O plano de Gael era trabalhoso. Envolvia uma explosão. Envolvia a destruição da minha própria casa usando o gás de cozinha. Era perigoso, mas alguma coisa em mim estava acesa. Existia algo até poético no plano: eu destruiria tudo que me fez mal. Junto ao meu padrasto, destruiria o símbolo de todos aqueles anos de abuso. De ambos, só restariam cinzas.
Contudo, precisava ter certeza de que ninguém mais estaria em casa além dele. Já bastaria destruir tudo que minha mãe e Luther tinham, não precisava também matá-los. Meus dias, a partir de então, se resumiam em parte em fazer anotações sobre as rotinas de todos. Longas páginas de anotações, até com as exceções...
A outra parte era gasta cada vez mais com Gael. Depois de incluí-lo no plano, ele se tornou ainda mais próximo. Apesar de curioso, nunca me forçou a falar sobre o motivo pelo qual queria me livrar de Tomás. Uma vez perguntou como ele era. Quando respondi que era um monstro, ele não questionou.

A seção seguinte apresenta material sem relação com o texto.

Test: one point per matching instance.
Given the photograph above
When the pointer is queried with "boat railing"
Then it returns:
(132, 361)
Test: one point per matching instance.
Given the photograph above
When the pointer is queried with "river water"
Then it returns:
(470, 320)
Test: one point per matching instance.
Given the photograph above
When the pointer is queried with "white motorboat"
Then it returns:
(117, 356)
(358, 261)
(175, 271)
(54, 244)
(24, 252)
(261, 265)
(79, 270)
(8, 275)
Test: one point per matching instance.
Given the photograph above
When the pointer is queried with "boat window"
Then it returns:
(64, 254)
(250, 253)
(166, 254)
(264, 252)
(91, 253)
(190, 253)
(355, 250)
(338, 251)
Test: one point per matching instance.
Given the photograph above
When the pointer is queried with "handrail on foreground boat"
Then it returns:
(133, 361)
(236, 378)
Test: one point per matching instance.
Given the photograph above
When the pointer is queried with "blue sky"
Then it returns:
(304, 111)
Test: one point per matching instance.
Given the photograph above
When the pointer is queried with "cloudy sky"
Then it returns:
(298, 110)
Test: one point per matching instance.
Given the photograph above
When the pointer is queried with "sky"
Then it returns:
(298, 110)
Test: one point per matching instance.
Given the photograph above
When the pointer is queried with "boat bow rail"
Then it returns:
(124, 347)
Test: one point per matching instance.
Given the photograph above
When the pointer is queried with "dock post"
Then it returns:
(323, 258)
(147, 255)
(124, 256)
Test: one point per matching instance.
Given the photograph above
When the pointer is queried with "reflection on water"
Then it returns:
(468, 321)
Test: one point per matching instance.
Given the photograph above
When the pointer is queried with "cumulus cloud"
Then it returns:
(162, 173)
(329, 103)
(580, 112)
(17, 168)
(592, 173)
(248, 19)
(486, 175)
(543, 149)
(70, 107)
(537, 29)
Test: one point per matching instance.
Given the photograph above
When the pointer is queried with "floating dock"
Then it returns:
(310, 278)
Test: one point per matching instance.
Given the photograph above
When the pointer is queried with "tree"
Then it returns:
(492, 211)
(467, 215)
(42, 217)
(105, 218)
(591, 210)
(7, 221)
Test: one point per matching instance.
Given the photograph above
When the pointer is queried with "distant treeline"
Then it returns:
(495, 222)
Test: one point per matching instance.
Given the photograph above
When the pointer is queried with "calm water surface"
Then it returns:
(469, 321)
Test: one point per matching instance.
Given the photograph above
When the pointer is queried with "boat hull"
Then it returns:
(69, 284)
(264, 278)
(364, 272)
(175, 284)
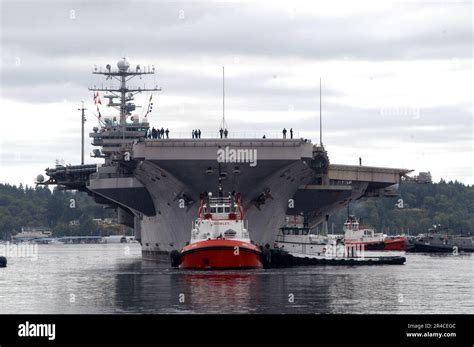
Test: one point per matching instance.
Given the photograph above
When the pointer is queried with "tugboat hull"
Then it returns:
(220, 254)
(385, 245)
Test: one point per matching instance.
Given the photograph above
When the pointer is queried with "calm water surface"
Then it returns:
(115, 279)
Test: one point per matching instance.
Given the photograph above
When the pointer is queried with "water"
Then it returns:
(115, 279)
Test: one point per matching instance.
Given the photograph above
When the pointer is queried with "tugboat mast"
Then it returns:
(125, 94)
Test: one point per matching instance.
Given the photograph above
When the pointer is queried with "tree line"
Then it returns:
(39, 206)
(418, 208)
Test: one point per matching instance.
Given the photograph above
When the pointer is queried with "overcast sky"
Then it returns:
(397, 76)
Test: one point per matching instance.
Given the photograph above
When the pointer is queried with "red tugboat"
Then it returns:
(369, 239)
(219, 238)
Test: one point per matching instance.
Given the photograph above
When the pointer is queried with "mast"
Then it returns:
(320, 115)
(83, 120)
(223, 124)
(124, 93)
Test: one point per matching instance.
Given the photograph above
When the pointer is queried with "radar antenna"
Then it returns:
(124, 93)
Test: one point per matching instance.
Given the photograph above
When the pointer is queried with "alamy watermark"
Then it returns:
(21, 250)
(241, 155)
(402, 111)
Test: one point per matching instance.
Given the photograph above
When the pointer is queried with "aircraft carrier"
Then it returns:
(155, 184)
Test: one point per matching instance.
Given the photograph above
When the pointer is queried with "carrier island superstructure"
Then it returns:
(155, 184)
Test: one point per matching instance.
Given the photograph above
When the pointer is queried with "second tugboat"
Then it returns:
(219, 238)
(369, 239)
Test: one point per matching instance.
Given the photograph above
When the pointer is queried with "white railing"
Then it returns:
(212, 134)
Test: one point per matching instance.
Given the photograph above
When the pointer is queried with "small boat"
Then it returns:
(369, 239)
(219, 237)
(438, 241)
(296, 238)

No mais, Gael queria saber quais eram meus gostos. Não eram muitos, mas mesmo assim demorou até que eu contasse que gostava de desenhar. Gael gostava de escrever, ele disse quando contei, e sempre quis aprender a desenhar para colocar no papel os lugares encantados de suas histórias.
A primeira vez que pediu, não deixei que olhasse meus rascunhos. Estava com vergonha, com medo de ele me julgar. A maior parte dos meus desenhos eram retratos do meu estado emocional. Mas ele não desistiu. Uma das tardes em sua casa, ele surrupiou meu caderno enquanto estava distraída.
— Desculpe por ter mexido nas suas coisas, mas você tem um dom. – Ele atrapalhou nossa conversa naquele dia. Amábile revirou os olhos, claramente desconfortável. Até mesmo com raiva. Eu não consegui ficar brava diante do sorriso que ele me direcionou, apesar de entender o que ele tinha feito.
Gael gostava dos meus desenhos, mesmo os mais sombrios. Toda vez que ia à sua casa, ele pedia o caderno e os olhava por horas. Em parte, eu ficava encabulada; sentia como se ele estivesse olhando por dentro de mim. Por outro lado, era como se algo em mim estivesse se reconstruindo aos poucos. Por dezessete anos, acreditei que nada em mim era bom... que ninguém jamais gostaria de mim.
Era mentira.
Amábile gostava da minha companhia. Gael gostava do meu interior.
Minha surpresa foi encontrar, um dia, um pequeno papel com o número do celular dele dentro do caderno. Amábile não deveria saber, ele pediu no bilhete. Ela ficaria brava, ele comentou em uma de nossas primeiras conversas eletrônicas.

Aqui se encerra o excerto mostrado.